Maryland Gov. William Donald Schaefer clashed with officials of the U.S. Nuclear Regulatory Commission yesterday, arguing that NRC inspectors were slow in uncovering serious problems at a nuclear power plant 30 miles north of Baltimore before closing it last March.
"If it were a shoeshine parlor, I could accept it," Schaefer told NRC officials during a hearing before members of Maryland's congressional delegation on Capitol Hill.
"Your inspectors either need a retraining program or should be transferred out," Schaefer said.
Thomas E. Murley, NRC director of nuclear reactor regulation, conceded his agency could do more, but said Schaefer's criticism was unwarranted.
"I don't accept that it's NRC's fault," he said. "It's clearly the utility's fault."
The NRC closed the Peach Bottom nuclear power plant, on the Susquehanna River in York County, Pa., after confirming a tip that control room operators were sleeping, playing video games and reading magazines on the job.
In the event of a nuclear accident at the plant, parts of Maryland would fall within the 10-mile emergency zone that would be immediately affected.
Last month, the Institute of Nuclear Power Operations issued a study citing continuing "widespread performance problems" that raise questions about the plant's ability to resume operations.
The industry group study also warned that officials of the Philadelphia Electric Co., which operates the plant, have played down or ignored festering management problems over the years.
John H. Austin Jr., president of the utility, resigned this week as part of a major shakeup to respond to mounting criticism of the Peach Bottom nuclear plant.
NRC officials were invited to yesterday's hearing to review steps being taken to guarantee that the problems are resolved before the plant is allowed to resume operations.
But as the meeting wound to a close, Schaefer lashed out at Murley and one of his aides, declaring that "I feel much more concerned than when I came in."
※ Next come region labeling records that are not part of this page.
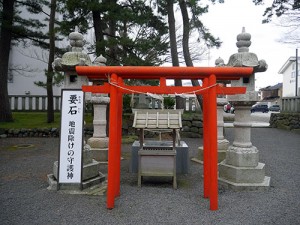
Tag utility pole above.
[295,48,298,97]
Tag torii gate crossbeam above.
[76,66,253,210]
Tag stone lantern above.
[219,28,270,190]
[48,27,105,190]
[87,55,110,163]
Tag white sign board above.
[59,90,84,183]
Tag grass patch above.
[0,112,93,129]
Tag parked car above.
[251,104,269,113]
[269,105,280,112]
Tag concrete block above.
[218,176,271,191]
[219,161,265,183]
[226,146,259,167]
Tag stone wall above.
[270,113,300,132]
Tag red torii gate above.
[76,66,253,210]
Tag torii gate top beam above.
[76,66,253,80]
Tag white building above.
[278,56,300,98]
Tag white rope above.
[108,76,219,97]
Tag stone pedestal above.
[48,31,105,191]
[198,98,229,162]
[219,102,270,190]
[87,95,109,163]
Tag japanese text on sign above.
[59,90,84,183]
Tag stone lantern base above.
[87,137,109,163]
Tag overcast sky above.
[196,0,296,89]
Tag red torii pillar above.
[76,66,253,210]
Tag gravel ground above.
[0,128,300,225]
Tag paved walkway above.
[0,128,300,225]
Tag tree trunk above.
[0,0,15,122]
[92,10,105,56]
[167,0,185,109]
[179,0,203,110]
[47,0,56,123]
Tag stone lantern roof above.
[53,29,92,71]
[227,27,268,72]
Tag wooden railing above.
[9,95,197,111]
[8,95,61,111]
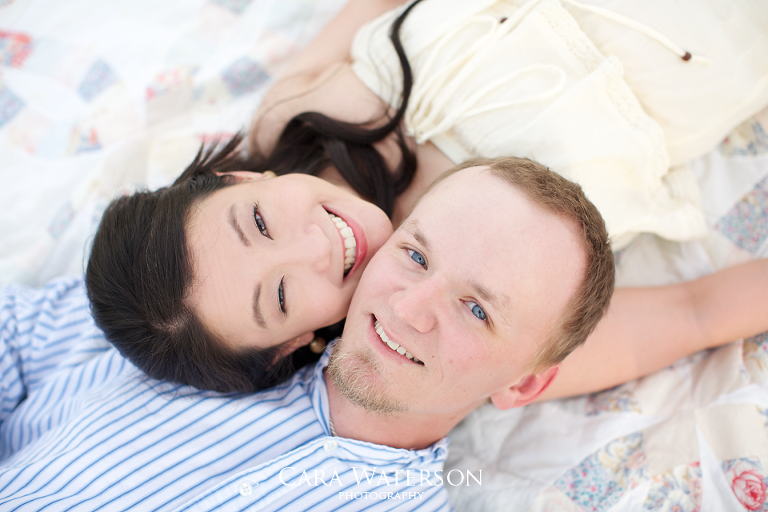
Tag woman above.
[87,0,762,391]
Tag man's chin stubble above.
[326,338,406,414]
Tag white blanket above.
[0,0,768,512]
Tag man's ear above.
[491,364,560,410]
[216,171,267,183]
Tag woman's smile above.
[188,172,392,347]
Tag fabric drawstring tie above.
[561,0,710,66]
[406,1,566,144]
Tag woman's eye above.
[467,301,486,321]
[253,204,272,240]
[407,249,427,269]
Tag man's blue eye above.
[408,249,427,268]
[467,302,486,321]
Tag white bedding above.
[0,0,768,512]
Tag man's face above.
[331,168,586,414]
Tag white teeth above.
[328,212,357,275]
[373,320,421,363]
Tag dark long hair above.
[252,0,421,217]
[85,0,420,392]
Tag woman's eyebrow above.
[229,205,251,247]
[253,283,267,329]
[400,219,430,251]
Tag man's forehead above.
[401,167,583,344]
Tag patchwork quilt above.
[0,0,768,512]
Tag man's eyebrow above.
[402,219,430,251]
[253,283,267,329]
[469,281,503,311]
[229,205,251,247]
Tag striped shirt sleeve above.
[0,277,107,423]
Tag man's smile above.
[373,320,424,365]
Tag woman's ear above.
[216,171,270,183]
[491,364,560,410]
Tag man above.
[0,159,768,511]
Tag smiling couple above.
[0,158,768,511]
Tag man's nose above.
[390,276,443,333]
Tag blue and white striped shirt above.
[0,278,450,512]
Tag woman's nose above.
[286,224,332,274]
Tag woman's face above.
[187,172,392,353]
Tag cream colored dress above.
[351,0,768,249]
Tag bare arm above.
[542,259,768,399]
[249,0,405,154]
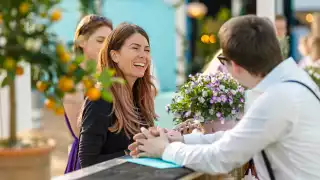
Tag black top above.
[79,99,133,168]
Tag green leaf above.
[1,76,9,87]
[98,70,112,88]
[101,91,112,102]
[85,61,97,74]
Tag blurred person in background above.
[63,15,113,174]
[275,15,287,38]
[78,23,156,168]
[299,36,320,68]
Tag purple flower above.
[220,95,228,103]
[166,104,170,113]
[210,96,217,104]
[184,111,191,118]
[228,97,233,105]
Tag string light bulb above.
[187,2,208,19]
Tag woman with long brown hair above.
[79,23,156,168]
[63,15,112,173]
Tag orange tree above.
[0,0,122,147]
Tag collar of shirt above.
[245,58,299,112]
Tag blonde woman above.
[63,15,112,173]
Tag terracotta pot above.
[201,120,237,134]
[0,139,55,180]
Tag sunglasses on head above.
[79,16,109,34]
[217,53,229,65]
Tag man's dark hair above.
[219,15,282,77]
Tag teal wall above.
[103,0,177,91]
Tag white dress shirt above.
[162,59,320,180]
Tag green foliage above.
[166,72,244,124]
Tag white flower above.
[0,36,7,47]
[202,91,208,97]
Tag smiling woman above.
[79,23,156,168]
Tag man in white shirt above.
[129,15,320,180]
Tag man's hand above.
[128,127,183,157]
[136,128,170,158]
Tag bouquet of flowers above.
[305,66,320,87]
[166,72,244,124]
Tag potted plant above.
[166,72,246,179]
[0,0,123,180]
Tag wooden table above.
[52,158,228,180]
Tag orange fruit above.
[55,106,64,115]
[86,87,101,101]
[44,98,56,109]
[58,76,74,92]
[36,81,48,92]
[19,2,30,14]
[16,66,24,76]
[50,10,62,21]
[3,57,16,70]
[82,76,93,89]
[68,64,77,73]
[60,52,71,63]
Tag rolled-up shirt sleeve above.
[162,88,297,174]
[183,131,225,144]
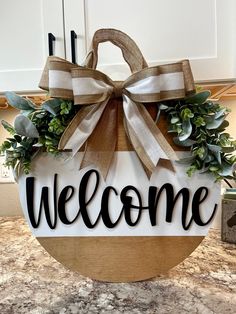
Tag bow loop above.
[113,81,124,98]
[40,57,195,176]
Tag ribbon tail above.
[80,99,118,179]
[123,96,178,173]
[58,99,108,157]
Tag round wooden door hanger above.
[18,30,220,282]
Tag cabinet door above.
[0,0,65,93]
[79,0,236,80]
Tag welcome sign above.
[18,151,220,281]
[19,152,220,237]
[3,29,230,282]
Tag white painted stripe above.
[126,72,184,94]
[49,70,72,90]
[19,151,220,237]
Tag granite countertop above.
[0,217,236,314]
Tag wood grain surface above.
[37,236,204,282]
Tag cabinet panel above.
[85,0,235,80]
[0,0,65,93]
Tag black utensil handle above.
[70,31,77,63]
[48,33,56,56]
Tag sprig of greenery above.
[0,92,78,174]
[160,91,236,180]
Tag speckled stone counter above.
[0,217,236,314]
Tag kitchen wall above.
[0,100,236,221]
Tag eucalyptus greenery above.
[0,92,78,174]
[159,91,236,180]
[0,91,236,180]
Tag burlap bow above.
[40,30,195,177]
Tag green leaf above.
[207,144,221,153]
[217,120,229,132]
[219,163,234,177]
[215,108,226,119]
[221,146,235,154]
[184,90,211,105]
[14,115,39,138]
[1,120,15,135]
[206,116,225,130]
[42,98,61,116]
[5,92,36,110]
[173,137,196,147]
[179,119,192,141]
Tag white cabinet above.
[0,0,236,93]
[81,0,236,80]
[0,0,65,93]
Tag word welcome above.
[26,169,217,230]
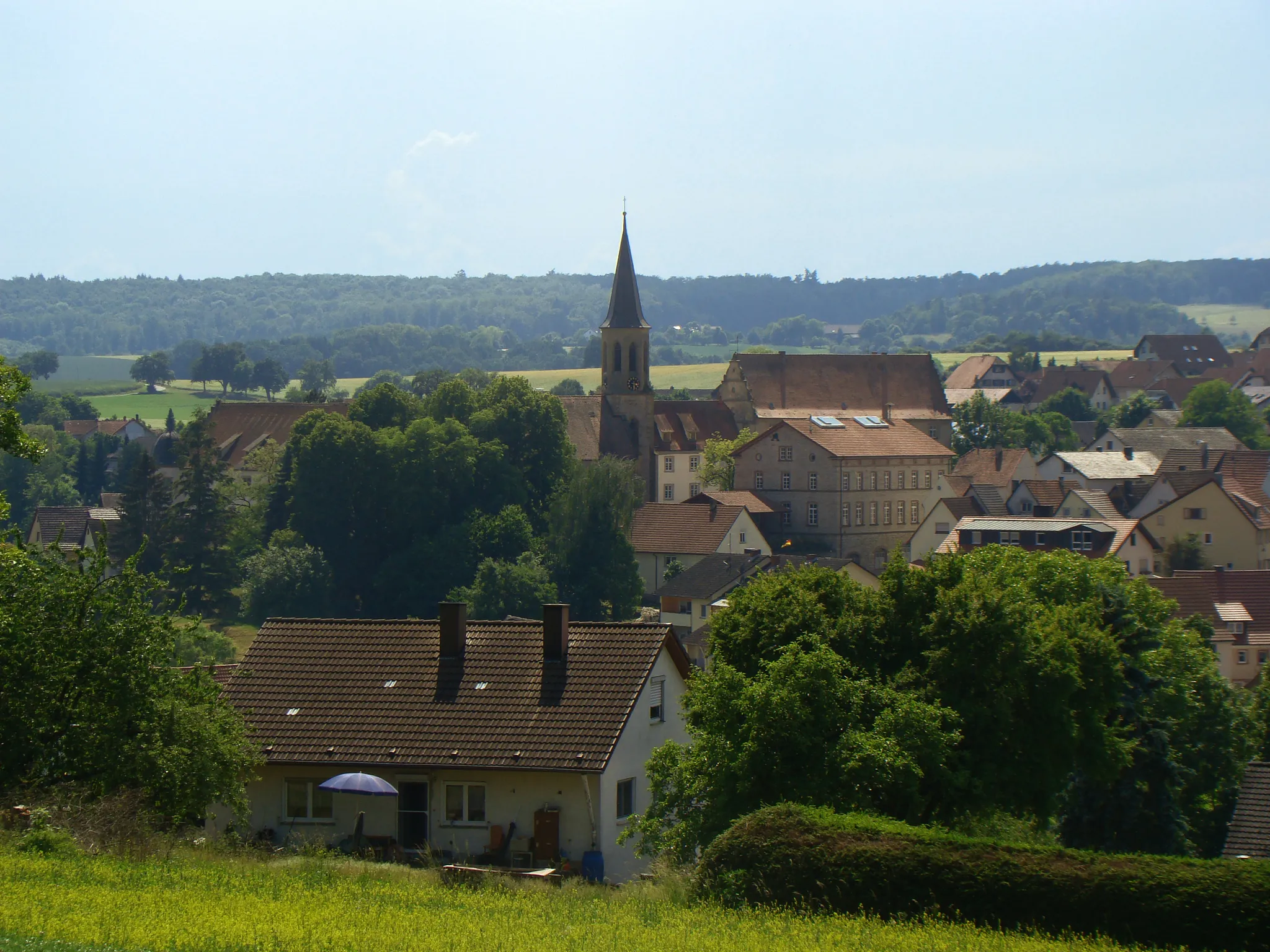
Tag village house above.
[715,351,952,449]
[944,354,1018,390]
[650,397,737,503]
[733,416,955,571]
[631,503,772,594]
[1036,449,1160,493]
[1130,467,1270,569]
[936,515,1160,576]
[207,400,348,482]
[1006,480,1067,515]
[952,448,1037,499]
[1023,367,1120,410]
[1086,426,1247,459]
[1133,334,1233,377]
[1222,766,1270,859]
[1150,569,1270,685]
[908,494,987,563]
[27,505,120,553]
[62,415,154,443]
[216,606,690,882]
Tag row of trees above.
[630,556,1270,859]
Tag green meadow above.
[0,852,1132,952]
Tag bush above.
[696,804,1270,951]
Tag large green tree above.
[110,453,171,573]
[1181,379,1270,449]
[548,456,644,620]
[0,546,258,821]
[164,410,234,612]
[634,546,1256,854]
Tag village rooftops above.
[720,353,951,419]
[650,397,737,453]
[1222,766,1270,859]
[27,505,120,552]
[631,503,758,555]
[1087,426,1246,459]
[207,400,348,470]
[733,414,956,459]
[952,449,1036,490]
[224,612,688,772]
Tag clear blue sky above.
[0,0,1270,278]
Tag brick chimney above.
[542,604,569,664]
[437,602,468,661]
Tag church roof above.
[600,212,651,327]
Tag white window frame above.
[441,781,489,826]
[613,777,635,822]
[647,678,665,723]
[282,777,335,822]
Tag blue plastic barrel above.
[582,849,605,882]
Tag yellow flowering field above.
[0,852,1132,952]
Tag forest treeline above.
[0,259,1270,360]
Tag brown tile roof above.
[27,505,120,552]
[1134,334,1232,373]
[62,420,97,437]
[657,553,771,599]
[732,354,950,415]
[737,415,956,457]
[1028,367,1115,403]
[1095,426,1246,459]
[683,488,776,515]
[1108,361,1181,390]
[1149,569,1270,645]
[944,354,1013,390]
[207,400,348,469]
[653,400,737,452]
[226,619,688,770]
[631,503,745,555]
[559,396,639,462]
[1023,480,1067,506]
[952,449,1031,486]
[1222,760,1270,859]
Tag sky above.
[0,0,1270,280]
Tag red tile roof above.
[737,414,956,459]
[1149,569,1270,645]
[224,619,688,772]
[207,400,348,469]
[732,354,950,415]
[653,400,737,453]
[631,503,757,555]
[952,449,1035,488]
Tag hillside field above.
[0,850,1132,952]
[1177,305,1270,339]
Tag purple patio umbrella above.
[318,773,397,797]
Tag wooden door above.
[533,810,560,863]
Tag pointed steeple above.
[600,212,652,327]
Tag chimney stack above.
[542,604,569,664]
[437,602,468,661]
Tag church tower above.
[600,212,657,499]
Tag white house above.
[217,603,688,882]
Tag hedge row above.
[696,804,1270,952]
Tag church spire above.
[600,212,651,327]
Schaefer charged that the NRC was slow to crack down on Peach Bottom officials, despite a mounting record of nearly 1,500 maintenance operation violations during a three-year period.
He also questioned why NRC inspectors failed to uncover incidents of workers sleeping on the job before an anonymous source tipped them off.
"I think if we don't take a look at the inspectors' reports and find out what happened to the inspectors, and just say the company is all at fault," then the NRC is making a mistake, he said.
Murley said few of the maintenance problems threatened the safety of the plant and that workers understandably were on their best behavior when inspectors were around.